1.2. Zum Sachverhalt

Die Beschwerde wurde fristgerecht eingebracht und ist zulässig.

Im Einleitungsbeschluss vom 19.04.2013 und im Disziplinarerkenntnis vom 27.03.2014 wurde der BF vorgeworfen sie hätte, den namentlich angeführten Geschäftsführer des Vereins P. zur Herstellung eines falschen Beweismittels über eine Praktikumsverwendung angestiftet, um mit dieser unrichtig ausgestellten Bestätigung offenkundig einen irreführenden Sachverhalt darzustellen. Der Inhalt der Bestätigung wird im Disziplinarkenntnis weder wiedergegeben noch wird angeführt, wer, wann, wo diese vorgelegt hat. Dies erschließt sich erst aus dem Studium der Disziplinaranzeige.

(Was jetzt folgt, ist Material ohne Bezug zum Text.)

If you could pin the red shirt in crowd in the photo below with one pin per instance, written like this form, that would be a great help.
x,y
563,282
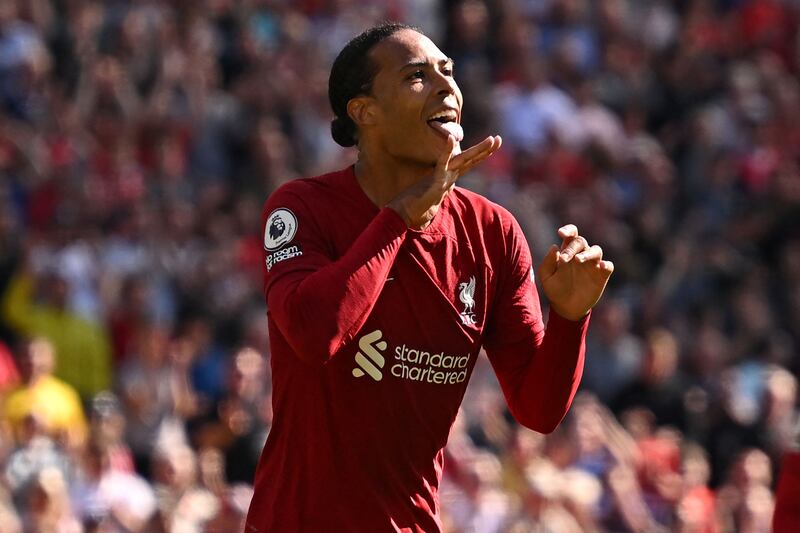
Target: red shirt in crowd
x,y
374,332
787,496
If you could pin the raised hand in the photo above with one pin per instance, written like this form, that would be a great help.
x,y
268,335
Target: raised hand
x,y
419,203
574,275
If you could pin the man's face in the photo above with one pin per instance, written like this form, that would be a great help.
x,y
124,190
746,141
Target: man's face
x,y
414,83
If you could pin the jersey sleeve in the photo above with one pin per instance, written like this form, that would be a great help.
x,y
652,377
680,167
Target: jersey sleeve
x,y
539,368
318,301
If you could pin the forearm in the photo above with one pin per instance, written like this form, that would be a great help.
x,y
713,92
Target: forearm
x,y
540,391
319,310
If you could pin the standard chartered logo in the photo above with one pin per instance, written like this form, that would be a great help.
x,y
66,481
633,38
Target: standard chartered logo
x,y
368,358
410,363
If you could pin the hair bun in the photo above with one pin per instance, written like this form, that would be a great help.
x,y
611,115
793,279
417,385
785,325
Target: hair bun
x,y
343,131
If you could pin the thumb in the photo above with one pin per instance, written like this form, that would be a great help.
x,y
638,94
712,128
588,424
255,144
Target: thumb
x,y
549,263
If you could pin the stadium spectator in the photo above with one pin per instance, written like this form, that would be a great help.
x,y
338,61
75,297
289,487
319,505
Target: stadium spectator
x,y
41,396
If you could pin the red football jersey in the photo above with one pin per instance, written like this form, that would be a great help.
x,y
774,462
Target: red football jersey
x,y
374,331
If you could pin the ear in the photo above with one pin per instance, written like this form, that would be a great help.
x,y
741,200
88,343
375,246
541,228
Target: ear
x,y
363,110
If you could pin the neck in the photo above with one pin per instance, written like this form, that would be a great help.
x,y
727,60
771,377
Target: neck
x,y
383,178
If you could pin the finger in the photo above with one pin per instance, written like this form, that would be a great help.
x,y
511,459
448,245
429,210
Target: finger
x,y
573,247
468,165
481,149
549,263
441,172
444,160
593,253
570,230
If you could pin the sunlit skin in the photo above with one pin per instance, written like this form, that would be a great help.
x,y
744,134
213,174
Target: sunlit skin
x,y
408,165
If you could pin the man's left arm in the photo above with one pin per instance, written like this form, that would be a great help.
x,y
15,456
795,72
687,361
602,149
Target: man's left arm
x,y
539,369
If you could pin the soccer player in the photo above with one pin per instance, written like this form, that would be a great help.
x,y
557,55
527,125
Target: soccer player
x,y
383,281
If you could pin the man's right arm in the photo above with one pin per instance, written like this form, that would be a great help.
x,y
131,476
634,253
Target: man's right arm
x,y
320,302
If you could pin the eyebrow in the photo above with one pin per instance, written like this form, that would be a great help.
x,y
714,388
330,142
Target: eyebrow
x,y
421,63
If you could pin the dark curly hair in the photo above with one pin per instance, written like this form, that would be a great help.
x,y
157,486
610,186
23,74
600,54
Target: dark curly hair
x,y
352,75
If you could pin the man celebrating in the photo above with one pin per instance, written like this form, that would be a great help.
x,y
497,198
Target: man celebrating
x,y
383,281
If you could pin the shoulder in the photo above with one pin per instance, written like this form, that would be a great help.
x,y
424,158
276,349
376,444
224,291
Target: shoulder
x,y
311,189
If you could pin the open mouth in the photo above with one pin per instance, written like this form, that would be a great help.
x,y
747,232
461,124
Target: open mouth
x,y
445,123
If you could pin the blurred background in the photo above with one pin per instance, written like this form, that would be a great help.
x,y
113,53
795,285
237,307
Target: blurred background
x,y
139,139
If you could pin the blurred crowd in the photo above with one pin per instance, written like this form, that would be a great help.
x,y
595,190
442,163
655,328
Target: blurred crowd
x,y
139,139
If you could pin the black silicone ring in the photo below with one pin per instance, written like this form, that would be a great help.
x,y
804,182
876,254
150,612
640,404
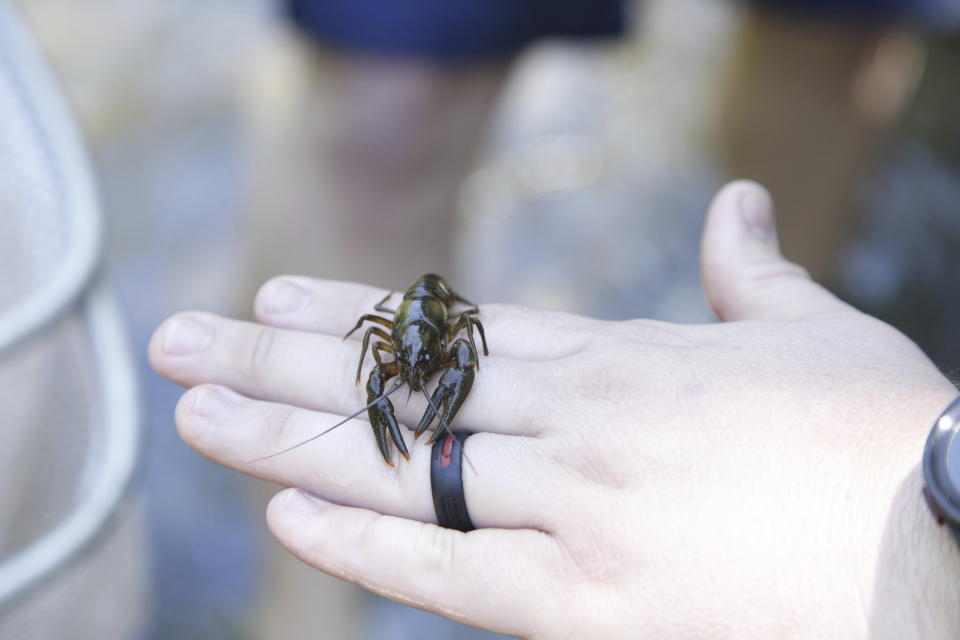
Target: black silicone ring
x,y
446,480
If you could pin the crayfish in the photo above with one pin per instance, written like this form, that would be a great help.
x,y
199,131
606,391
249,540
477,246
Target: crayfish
x,y
419,341
423,324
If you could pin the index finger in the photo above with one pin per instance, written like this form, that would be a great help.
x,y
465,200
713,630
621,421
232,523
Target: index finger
x,y
329,306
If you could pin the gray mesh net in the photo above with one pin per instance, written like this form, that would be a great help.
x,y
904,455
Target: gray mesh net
x,y
72,557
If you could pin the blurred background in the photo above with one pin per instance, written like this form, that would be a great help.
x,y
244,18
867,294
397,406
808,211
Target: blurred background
x,y
233,140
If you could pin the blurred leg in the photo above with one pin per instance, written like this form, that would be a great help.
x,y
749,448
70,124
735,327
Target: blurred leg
x,y
356,164
360,179
806,107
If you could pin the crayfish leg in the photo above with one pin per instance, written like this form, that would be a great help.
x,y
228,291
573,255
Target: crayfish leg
x,y
383,420
454,387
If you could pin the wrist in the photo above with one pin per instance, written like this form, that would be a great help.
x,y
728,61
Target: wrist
x,y
916,590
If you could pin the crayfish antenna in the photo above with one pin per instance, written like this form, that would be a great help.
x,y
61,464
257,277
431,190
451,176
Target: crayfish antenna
x,y
326,431
444,425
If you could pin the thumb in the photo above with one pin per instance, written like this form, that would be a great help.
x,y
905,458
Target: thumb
x,y
744,275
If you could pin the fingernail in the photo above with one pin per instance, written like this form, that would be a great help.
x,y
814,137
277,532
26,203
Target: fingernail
x,y
299,501
756,211
285,297
214,403
185,336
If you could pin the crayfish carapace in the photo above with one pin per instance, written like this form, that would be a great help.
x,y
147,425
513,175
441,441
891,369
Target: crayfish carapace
x,y
420,337
419,342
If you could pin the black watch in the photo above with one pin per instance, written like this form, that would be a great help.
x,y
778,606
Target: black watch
x,y
941,468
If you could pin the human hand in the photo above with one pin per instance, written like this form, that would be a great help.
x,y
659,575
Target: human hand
x,y
753,478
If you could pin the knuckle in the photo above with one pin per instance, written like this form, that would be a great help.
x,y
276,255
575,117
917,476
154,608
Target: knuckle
x,y
261,353
440,550
281,423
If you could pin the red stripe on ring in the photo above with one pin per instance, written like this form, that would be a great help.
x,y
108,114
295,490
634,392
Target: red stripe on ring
x,y
445,453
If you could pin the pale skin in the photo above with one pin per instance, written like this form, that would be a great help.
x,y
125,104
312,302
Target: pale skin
x,y
754,478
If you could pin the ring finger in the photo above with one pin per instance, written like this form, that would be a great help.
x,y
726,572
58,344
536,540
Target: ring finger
x,y
502,483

Der Verdacht der Vorlage einer inhaltlich falschen Bestätigung gelangte der Dienstbehörde erstmals am 07.05.2012 mit Vorlage der Bestätigung des Geschäftsführers der P. vom 02.02.2012, im Rahmen der dienstbehördlichen Vorerhebungen zum Disziplinarverfahren, wegen nicht genehmigter Ausübung einer erwerbsmäßigen Nebenbeschäftigung zur Kenntnis (GZ 24-DK/4/12). Die Bestätigung hat folgenden Inhalt:

"Bestätigung über Praktikum - Hiermit bestätigen wir, dass Ihr bei uns absolviertes Berufspraktikum zur Ausbildung zur Kinder-, Familien- und Jugendpsychologin am 30. April 2012 erfolgreich abgeschlossen wurde. Die erforderlichen 500 Praktikumsstunden im Rahmen der sozialpädagogischen Betreuung unter Anleitung und Supervision wurden absolviert. Das Praktikum endete wie vereinbart mit 2. Mai 2012."

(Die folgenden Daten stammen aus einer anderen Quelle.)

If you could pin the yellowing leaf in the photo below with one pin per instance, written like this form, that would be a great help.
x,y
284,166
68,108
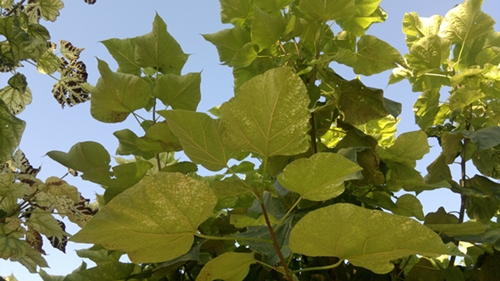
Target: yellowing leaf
x,y
320,177
367,238
228,267
116,95
158,49
153,221
201,137
269,115
466,22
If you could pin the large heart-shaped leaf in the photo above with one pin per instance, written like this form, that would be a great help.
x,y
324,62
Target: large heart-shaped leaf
x,y
116,95
228,266
153,221
321,177
269,115
367,238
200,136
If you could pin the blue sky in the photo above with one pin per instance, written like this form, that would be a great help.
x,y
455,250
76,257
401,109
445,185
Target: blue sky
x,y
51,128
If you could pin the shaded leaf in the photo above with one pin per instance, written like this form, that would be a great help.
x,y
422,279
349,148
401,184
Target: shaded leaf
x,y
200,137
158,49
179,92
320,177
367,238
126,223
228,266
269,115
11,131
116,95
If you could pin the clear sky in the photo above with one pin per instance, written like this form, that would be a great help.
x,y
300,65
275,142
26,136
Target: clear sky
x,y
51,128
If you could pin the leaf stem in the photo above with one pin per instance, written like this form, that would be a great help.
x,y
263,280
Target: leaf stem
x,y
232,238
326,267
288,212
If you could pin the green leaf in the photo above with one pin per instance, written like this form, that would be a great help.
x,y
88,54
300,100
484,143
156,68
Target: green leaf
x,y
269,115
15,99
466,22
462,229
110,271
228,42
179,92
428,53
235,11
266,29
126,223
374,56
50,9
426,108
158,49
48,63
367,238
320,177
408,148
409,205
367,13
123,51
233,193
328,9
159,138
19,250
87,157
116,95
228,266
484,138
200,137
11,131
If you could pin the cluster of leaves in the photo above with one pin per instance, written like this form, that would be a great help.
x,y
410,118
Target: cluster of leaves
x,y
331,195
28,204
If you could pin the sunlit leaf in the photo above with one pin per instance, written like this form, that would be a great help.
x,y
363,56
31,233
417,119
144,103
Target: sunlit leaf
x,y
466,22
116,95
201,137
158,49
123,51
179,92
235,11
409,147
320,177
228,266
229,42
328,9
269,115
50,8
266,28
367,238
153,221
15,100
11,131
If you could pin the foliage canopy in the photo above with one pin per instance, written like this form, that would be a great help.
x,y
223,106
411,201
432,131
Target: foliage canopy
x,y
319,186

Die Dienstbehörde erstattete am 05.10.2012 Anzeige bei der StA ua. auch diesen Anschuldigungspunkt betreffend und wurde das Verfahren in diesem Punkt von der StA nach einer Diversion am 01.08.2013 eingestellt bzw. von der Verfolgung zurückgetreten. Die Mitteilung über die Einstellung langte bei der Dienstbehörde am 14.08.2013 ein. Von 05.10.2012 - 14.08.2013 war daher ein Strafverfahren anhängig.

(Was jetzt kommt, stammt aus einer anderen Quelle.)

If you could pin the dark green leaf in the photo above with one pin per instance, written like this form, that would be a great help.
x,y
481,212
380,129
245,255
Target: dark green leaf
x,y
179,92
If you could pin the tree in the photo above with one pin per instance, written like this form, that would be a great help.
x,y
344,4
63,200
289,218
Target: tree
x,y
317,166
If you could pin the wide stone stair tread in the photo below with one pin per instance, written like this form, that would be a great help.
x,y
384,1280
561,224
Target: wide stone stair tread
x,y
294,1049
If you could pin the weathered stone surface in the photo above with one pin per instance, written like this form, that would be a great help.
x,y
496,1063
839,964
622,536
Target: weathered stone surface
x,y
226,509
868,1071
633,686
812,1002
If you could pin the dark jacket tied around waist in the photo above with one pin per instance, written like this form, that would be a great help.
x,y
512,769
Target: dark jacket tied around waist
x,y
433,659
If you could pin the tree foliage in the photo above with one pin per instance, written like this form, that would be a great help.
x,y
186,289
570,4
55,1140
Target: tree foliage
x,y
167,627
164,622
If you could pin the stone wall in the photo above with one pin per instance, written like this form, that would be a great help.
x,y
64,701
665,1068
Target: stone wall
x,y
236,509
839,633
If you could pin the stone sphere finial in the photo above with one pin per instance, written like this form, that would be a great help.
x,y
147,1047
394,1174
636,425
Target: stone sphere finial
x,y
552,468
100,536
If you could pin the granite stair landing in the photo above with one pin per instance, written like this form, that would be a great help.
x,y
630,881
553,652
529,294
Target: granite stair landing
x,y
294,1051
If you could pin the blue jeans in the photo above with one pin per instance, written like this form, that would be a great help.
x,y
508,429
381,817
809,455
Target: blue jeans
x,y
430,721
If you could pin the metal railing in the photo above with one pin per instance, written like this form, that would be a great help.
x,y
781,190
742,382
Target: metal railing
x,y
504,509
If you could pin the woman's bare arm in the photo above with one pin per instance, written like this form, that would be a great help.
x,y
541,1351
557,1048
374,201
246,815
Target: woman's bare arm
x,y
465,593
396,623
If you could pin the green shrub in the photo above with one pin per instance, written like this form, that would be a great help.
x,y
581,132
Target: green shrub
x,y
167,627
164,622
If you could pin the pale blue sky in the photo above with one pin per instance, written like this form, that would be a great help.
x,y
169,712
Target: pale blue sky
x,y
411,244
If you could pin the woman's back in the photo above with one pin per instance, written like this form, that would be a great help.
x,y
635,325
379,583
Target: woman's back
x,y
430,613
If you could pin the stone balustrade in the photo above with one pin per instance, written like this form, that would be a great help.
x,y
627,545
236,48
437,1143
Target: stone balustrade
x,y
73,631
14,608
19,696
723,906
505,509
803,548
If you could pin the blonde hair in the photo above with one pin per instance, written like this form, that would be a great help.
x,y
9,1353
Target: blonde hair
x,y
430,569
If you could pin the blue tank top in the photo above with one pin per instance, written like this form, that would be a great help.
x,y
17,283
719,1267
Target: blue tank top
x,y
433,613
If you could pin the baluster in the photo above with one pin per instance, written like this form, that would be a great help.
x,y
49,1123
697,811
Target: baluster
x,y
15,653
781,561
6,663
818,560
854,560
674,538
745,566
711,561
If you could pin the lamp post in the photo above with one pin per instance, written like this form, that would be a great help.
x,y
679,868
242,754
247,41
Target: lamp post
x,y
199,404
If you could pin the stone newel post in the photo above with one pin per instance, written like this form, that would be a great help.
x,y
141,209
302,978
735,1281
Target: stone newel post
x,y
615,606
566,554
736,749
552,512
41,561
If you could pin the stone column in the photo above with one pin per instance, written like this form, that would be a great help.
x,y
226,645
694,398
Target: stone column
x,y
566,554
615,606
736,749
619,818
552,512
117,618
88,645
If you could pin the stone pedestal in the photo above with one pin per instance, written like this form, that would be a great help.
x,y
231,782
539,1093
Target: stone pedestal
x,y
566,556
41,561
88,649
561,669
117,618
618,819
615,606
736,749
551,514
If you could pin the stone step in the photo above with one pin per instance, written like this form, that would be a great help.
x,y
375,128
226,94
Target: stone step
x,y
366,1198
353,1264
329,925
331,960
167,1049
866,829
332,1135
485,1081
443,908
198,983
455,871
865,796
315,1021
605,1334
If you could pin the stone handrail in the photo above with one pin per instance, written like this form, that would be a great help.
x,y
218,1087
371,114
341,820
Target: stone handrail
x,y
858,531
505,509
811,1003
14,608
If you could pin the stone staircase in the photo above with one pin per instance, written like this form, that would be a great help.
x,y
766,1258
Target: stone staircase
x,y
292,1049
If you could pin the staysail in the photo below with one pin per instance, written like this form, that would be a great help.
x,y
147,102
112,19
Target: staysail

Der Stellungnahme der StA zur Einstellung (des Betrugsverdachtes) ist zum Sachverhalt nur zu entnehmen, dass hinsichtlich der Urkundenfälschung aufgrund der bisherigen Unbescholtenheit und der Tatsache, dass der Sachverhalt hinreichend geklärt gewesen sei, mit Diversion vorgegangen worden ist.

Von welchem Sachverhalt die StA in Bezug auf den hier relevanten konkreten Anschuldigungspunkt ausgegangen ist, steht nicht fest und hat auch die DK diesbezüglich keine Feststellungen getroffen (vgl. vorne Punkt I.14 bzw. Seite 16 des Erkenntnisses), sondern lediglich darauf hingewiesen, dass die StA einen ausreichend geklärten Sachverhalt "offensichtlich angenommen" habe.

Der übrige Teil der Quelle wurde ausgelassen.